Strange Stockfish behavior?

Uly · Post by **Uly** » Mon Mar 28, 2011 4:12 pm

I can't put the position but here's what is happening:

.25/10	 3:40 	-0.78--	31.Rg2 a5 32.b3
 25/03	 5:15 	-0.56++	31.Qe3 Nc4 32.Qc1 
 25/04	 7:17 	-0.89--	31.Rg2 a5 32.b3

Qe3 false fails high. Rg2 ended with a -0.82 score. Then user forces Qe3 and:

24/23	 0:55 	-0.79 	31...Rf8 32.b3

So it was indeed better, a false false fail high (because it was a real fail high).

I commented to Jeremy that I dislike how Stockfish handles fail lows, instead of resolving an exact score, when a fail low is hit, Stockfish goes and looks at all alternative moves for one that goes over the margin, and only after not finding anything it returns to mainline. This is a new behavior introduced by some Rybka version that engines like Naum or Critter have also copied.

It's in this stage that the false false fail high occurs. If Stockfish behaved differently, 31.Rg2 would have been scored -0.82 before 31.Qe3 was examined, Qe3 would have beaten the margin (the margin would have been -0.82 instead of -0.78) and Stockfish would have ended with the better move without requiring user interaction.

Jeremy Bernstein · Post by **Jeremy Bernstein** » Mon Mar 28, 2011 4:17 pm

I spent a little time looking at this today, but didn't figure out the problem yet. I did run into an assertion, though, so I'm looking into that, as well... Will keep you posted.

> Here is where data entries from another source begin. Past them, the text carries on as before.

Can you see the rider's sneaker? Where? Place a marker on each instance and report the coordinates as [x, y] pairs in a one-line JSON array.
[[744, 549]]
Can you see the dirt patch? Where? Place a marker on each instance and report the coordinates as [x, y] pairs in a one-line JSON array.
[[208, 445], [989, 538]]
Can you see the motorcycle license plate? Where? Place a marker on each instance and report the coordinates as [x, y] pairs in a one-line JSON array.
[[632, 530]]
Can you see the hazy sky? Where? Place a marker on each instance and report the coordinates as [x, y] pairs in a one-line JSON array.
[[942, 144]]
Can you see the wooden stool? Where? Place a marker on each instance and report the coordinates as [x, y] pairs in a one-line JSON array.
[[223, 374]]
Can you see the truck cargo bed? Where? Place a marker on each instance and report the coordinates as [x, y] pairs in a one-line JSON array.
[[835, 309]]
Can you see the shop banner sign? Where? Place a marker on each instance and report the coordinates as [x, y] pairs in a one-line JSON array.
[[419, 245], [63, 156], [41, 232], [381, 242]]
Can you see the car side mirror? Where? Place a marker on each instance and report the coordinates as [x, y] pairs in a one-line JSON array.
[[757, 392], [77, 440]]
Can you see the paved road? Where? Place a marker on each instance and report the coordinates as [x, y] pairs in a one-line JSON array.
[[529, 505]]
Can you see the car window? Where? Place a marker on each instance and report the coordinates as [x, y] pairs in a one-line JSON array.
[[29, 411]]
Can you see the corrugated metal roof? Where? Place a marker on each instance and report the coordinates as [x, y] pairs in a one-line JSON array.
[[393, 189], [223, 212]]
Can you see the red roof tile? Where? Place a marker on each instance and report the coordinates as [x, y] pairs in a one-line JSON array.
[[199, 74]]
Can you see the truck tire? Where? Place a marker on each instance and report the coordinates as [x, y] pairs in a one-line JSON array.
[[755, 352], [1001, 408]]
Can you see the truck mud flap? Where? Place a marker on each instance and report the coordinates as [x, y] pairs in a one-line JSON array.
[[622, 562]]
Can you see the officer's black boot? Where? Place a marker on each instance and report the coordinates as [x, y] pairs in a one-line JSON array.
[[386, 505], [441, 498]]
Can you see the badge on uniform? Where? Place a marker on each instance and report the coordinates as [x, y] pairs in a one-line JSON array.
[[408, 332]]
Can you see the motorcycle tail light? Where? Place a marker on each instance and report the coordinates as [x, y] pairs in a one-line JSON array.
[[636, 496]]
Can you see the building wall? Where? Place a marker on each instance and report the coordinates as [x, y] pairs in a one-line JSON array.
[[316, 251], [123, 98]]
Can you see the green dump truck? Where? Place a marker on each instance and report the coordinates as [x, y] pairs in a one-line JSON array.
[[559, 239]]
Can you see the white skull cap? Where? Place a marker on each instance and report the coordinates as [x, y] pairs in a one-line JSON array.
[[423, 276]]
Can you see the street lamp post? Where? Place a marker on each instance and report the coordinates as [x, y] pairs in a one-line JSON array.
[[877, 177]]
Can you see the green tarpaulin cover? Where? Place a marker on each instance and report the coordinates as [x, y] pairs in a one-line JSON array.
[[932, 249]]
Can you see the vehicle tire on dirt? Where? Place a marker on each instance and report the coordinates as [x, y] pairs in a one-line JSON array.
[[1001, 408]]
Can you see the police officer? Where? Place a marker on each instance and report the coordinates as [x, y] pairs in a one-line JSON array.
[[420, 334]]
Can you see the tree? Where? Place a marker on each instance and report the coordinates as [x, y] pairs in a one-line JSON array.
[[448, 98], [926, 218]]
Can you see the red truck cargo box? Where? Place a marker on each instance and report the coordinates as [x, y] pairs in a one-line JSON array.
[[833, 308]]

Jeremy Bernstein · Post by **Jeremy Bernstein** » Tue Mar 29, 2011 7:02 pm

OK, the issue appears to be with the razoring code in search(). There is even a comment there:

Code: Select all

// Logically we should return (v + razor_margin(depth)), but
// surprisingly this did slightly weaker in tests.

This "departure from logic" causes a) a couple of assertions to fire in a debug build (in particular the two "assert(tte->static_value() != VALUE_NONE)" in search() and qsearch()) and b) leads to the strange fail high/fail low behavior that Uly was observing. If I change the line to read

Code: Select all

return (v + razor_margin(depth)); // was previously returning 'v'

the assertions disappear, and the engine no longer throws out unlikely high scores for low-score moves, as far as I can tell in my limited testing. I tend to think that the strength of an engine should be based on deliberately functioning code, rather than buggy luck, so I'll probably check this code into the PA_GTB repository and release some builds for testing in the next 24 hours, if anyone is interested.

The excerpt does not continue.